Kerrighed Trunk 4977 Installation on Debian GNU/Linux

There are 5 steps to do basic research on cluster computing with kerrighed: system and applications installation, building, testing, profiling cluster, and comparing the results.

Requirements

Hardware

  • Minimum 2 x86 machine connected to a network
  • Storage media with enough space that will be shared to our cluster

Software

  • Debian GNU/Linux 6.0 (squeeze)
  • Kerrighed with Subversion Trunk 4977. Linux kernel 2.6.20 and kerrighed source are included.
  • Access to Debian packages repository, local or network/Internet
  • Root access or
    sudo

    to the system for packages installation dan system modification

  • Additional and development packages: build-essential, bzip2, rsync, xmlto

automake, libtool, pkg-config, lsb-release, libncurses5-dev1)

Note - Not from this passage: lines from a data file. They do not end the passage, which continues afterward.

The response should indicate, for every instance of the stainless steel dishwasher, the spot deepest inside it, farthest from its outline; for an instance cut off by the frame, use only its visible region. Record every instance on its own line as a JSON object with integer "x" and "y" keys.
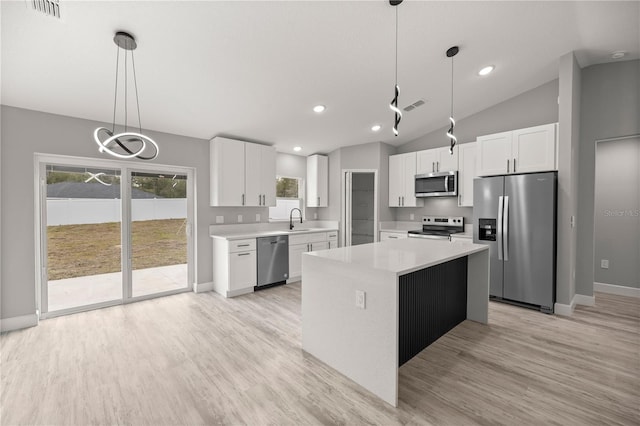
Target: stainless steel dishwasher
{"x": 273, "y": 260}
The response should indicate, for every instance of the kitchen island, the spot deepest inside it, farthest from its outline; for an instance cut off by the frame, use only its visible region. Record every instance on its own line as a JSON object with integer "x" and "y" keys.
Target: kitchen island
{"x": 367, "y": 309}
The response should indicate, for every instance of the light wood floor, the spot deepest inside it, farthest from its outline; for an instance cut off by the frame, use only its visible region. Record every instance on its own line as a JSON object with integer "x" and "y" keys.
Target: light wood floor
{"x": 203, "y": 359}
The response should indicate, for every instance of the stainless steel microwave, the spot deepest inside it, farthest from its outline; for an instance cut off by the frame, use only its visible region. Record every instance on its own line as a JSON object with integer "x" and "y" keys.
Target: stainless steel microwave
{"x": 438, "y": 184}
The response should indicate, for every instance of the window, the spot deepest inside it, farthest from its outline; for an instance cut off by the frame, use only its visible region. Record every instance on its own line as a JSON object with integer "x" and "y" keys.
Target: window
{"x": 289, "y": 195}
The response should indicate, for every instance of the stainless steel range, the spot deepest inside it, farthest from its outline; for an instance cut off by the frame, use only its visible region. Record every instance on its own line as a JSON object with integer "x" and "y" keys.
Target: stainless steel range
{"x": 438, "y": 228}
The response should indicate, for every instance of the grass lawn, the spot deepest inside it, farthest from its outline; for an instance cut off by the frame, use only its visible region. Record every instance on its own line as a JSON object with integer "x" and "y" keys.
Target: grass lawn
{"x": 81, "y": 250}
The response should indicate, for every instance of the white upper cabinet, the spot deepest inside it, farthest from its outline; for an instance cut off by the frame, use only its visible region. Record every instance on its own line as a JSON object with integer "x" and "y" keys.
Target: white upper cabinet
{"x": 402, "y": 178}
{"x": 227, "y": 172}
{"x": 494, "y": 151}
{"x": 260, "y": 175}
{"x": 519, "y": 151}
{"x": 466, "y": 173}
{"x": 534, "y": 149}
{"x": 317, "y": 181}
{"x": 242, "y": 173}
{"x": 437, "y": 160}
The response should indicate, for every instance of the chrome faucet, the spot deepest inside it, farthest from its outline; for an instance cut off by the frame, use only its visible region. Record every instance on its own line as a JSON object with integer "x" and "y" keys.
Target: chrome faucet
{"x": 291, "y": 217}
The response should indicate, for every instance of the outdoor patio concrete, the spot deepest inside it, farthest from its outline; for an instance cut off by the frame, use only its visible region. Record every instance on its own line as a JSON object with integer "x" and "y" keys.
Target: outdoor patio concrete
{"x": 73, "y": 292}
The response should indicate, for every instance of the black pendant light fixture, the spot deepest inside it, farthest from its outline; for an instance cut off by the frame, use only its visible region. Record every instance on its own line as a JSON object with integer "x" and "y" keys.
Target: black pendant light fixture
{"x": 127, "y": 144}
{"x": 451, "y": 52}
{"x": 394, "y": 102}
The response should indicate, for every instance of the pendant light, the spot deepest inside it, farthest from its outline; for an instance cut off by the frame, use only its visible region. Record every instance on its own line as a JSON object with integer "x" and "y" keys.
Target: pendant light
{"x": 394, "y": 102}
{"x": 128, "y": 144}
{"x": 451, "y": 52}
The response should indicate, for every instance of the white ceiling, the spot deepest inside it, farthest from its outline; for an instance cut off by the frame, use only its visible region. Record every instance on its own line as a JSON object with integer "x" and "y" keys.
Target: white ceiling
{"x": 254, "y": 70}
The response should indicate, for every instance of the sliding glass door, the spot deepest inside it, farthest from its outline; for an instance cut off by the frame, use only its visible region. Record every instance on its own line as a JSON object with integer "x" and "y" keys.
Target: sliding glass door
{"x": 158, "y": 232}
{"x": 111, "y": 233}
{"x": 83, "y": 230}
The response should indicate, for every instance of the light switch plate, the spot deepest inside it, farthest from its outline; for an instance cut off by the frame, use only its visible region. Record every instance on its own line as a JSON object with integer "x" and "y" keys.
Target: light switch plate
{"x": 360, "y": 299}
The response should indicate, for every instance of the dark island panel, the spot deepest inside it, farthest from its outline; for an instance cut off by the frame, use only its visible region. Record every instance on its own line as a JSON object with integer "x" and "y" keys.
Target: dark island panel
{"x": 432, "y": 302}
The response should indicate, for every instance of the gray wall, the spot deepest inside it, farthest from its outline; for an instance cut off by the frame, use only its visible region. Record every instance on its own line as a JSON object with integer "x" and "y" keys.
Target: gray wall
{"x": 537, "y": 106}
{"x": 26, "y": 132}
{"x": 617, "y": 207}
{"x": 610, "y": 107}
{"x": 568, "y": 143}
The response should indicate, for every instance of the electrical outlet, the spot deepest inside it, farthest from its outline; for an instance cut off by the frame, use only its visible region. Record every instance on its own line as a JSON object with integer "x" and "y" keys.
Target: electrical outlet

kernel-package if you want to package the kernel into debian package

Compilation and Installation Steps

  1. sha256sum -c krg-20090203.tar.bz2.sha256
  2. Change directory to /usr/src/
    cd /usr/src/
  3. tar jxf /home/stwn/krg-20090203.tar.bz2
  4. cd krg-20090203
  5. ./autogen.sh
  6. Configure source with your system, don't –enable-tests, it's broken
    ./configure --enable-tests
    ********************************************************************
      Kerrighed tests configuration is now complete
    ********************************************************************
    
        - apps                               : yes
        - proc                               : yes
        - ktp                                : yes
        - benchmark                          : yes
    ********************************************************************
      Kerrighed configuration is now complete
    ********************************************************************
    
        - Sources dir            : /usr/src/krg-20090203
        - Kernel source dir      : /usr/src/krg-20090203/kernel
        - Kernel version         : 2.6.20-krg (already patched)
        - Kernel configuration   : none. Run manually 'make *config' in kernel source tree
        - Kerrighed module       : yes
        - libkerrighed           : yes
        - Kerrighed tools        : yes
        - Kerrighed tests        : yes
    
    ********************************************************************
  7. Save default configuration for kerrighed
    make defconfig
  8. Configure kernel if you want to add some network drivers you use in cluster
    # cd kernel
    # make menuconfig

    I added support for many network cards available in 2.6.20 as module and configure built-in kernel for network card I use in cluster like sis900[*] e1000e[*] and [M] for others type which aren't selected as default. [ Device Drivers - Network device support - Ethernet (10 or 100Mbit|Ethernet 1000Mbit ] FIXME

  9. Compile the kernel
    cd ..
    make kernel

    or

    sudo vim /etc/kernel-pkg.conf
    make-kpkg --initrd --revision=2.6.20-svn-022009-1 kernel_image kernel_headers
  10. Install kernel
    make kernel-install

    or

    cd ..
    sudo dpkg -i linux-image-2.6.20-krg_2.6.20-svn-022009-1_i386.deb
  11. Compile kerrighed modules, tool and libkerrighed
    make

    NOTES: kerrighed modules are compiled with version 2.6.20-krg, if you want to append-version with make-kpkg, just change the version in kerrighed-2.2.1.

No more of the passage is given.